Google-centric Chromebooks are turning out to be a big deal and they're only getting bigger. Shipments of laptops running Chrome OS increased 67 percent in the third quarter of 2014 compared to the previous quarter, according to market research firm ABI Research.
A big jump like that should be expected, however, when comparing a spring-summer selling period to the back-to-school season. What's really interesting is that ABI expects Chromebook shipments to double in size for 2014 compared to 2013. ABI also predicts that North America will account for 78 percent of worldwide Chromebook sales for 2014.
Why this matters: The PC market ain't what it used to be, but Chromebooks are surging in popularity. Google recently claimed that Chromebooks now account for 50 percent of sales to education institutions in the U.S., according to OMG Chrome. Microsoft has also noticed this trend and went after the growing popularity of Chromebooks during IFA Berlin in September. During the trade show, Windows PC makers--who also happen to be Chromebook makers--announced a bunch of dirt cheap, low-spec Windows laptops to compete with Chrome OS devices.
More than just a browser in a box
Chromebooks started out as devices that were more or less useless without an Internet connection. Since then, however, Chrome OS has morphed into a more powerful platform with offline functionality, a special version of Adobe Photoshop, a growing catalog of desktop-like apps, and deep integration with Android.

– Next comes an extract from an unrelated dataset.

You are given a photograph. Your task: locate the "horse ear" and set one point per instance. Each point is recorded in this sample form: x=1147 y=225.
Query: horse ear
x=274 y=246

Add to that Google's popular suite of productivity apps from Gmail to Google Drive and it's easy to see why Chromebooks are becoming more popular. The fact that they're very inexpensive and easy-peasy to maintain surely helps as well.

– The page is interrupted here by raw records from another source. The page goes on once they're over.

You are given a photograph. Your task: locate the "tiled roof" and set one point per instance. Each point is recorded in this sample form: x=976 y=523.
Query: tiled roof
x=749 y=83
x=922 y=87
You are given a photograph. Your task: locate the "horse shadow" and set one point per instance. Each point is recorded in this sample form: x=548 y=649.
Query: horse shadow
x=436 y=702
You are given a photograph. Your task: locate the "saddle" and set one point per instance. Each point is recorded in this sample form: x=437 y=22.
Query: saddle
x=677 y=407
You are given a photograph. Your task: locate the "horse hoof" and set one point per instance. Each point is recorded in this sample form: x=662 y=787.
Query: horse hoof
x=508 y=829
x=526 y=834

Further reading: ARM vs. Intel: Why chipmakers want your Chromebook's brains
Not content with just Chromebooks, Google is also expanding Chrome OS functionality into other platforms. This is especially true for Windows, where anyone running Windows 8.1 can run Chrome in modern UI mode, where it basically transforms into a Windows-friendly version of Chrome OS.
Allowing people to become comfortable using the Chrome ecosystem within a PC platform they're already used to could earn Google a few more converts to Chrome OS over time.
But let's not be too bullish. It's still early days for the Chromebook, and fighting Microsoft on its home turf of the PC market rarely turns out well. As ABI points out, Chromebooks could turn out to be just another fad like netbooks before them, especially once a wave of low-cost, Windows 8.1 with Bing-powered laptops flood the market.
But netbooks were killed by tablets, not Microsoft. And unlike netbooks, Chromebooks are full-sized laptops that are well-designed (Er, at least the latest models). Add to that the Chromebook's low pricing--not to mention Google's major investment in the Chrome OS platform--and it's hard to see Chromebooks disappearing overnight the way netbooks did.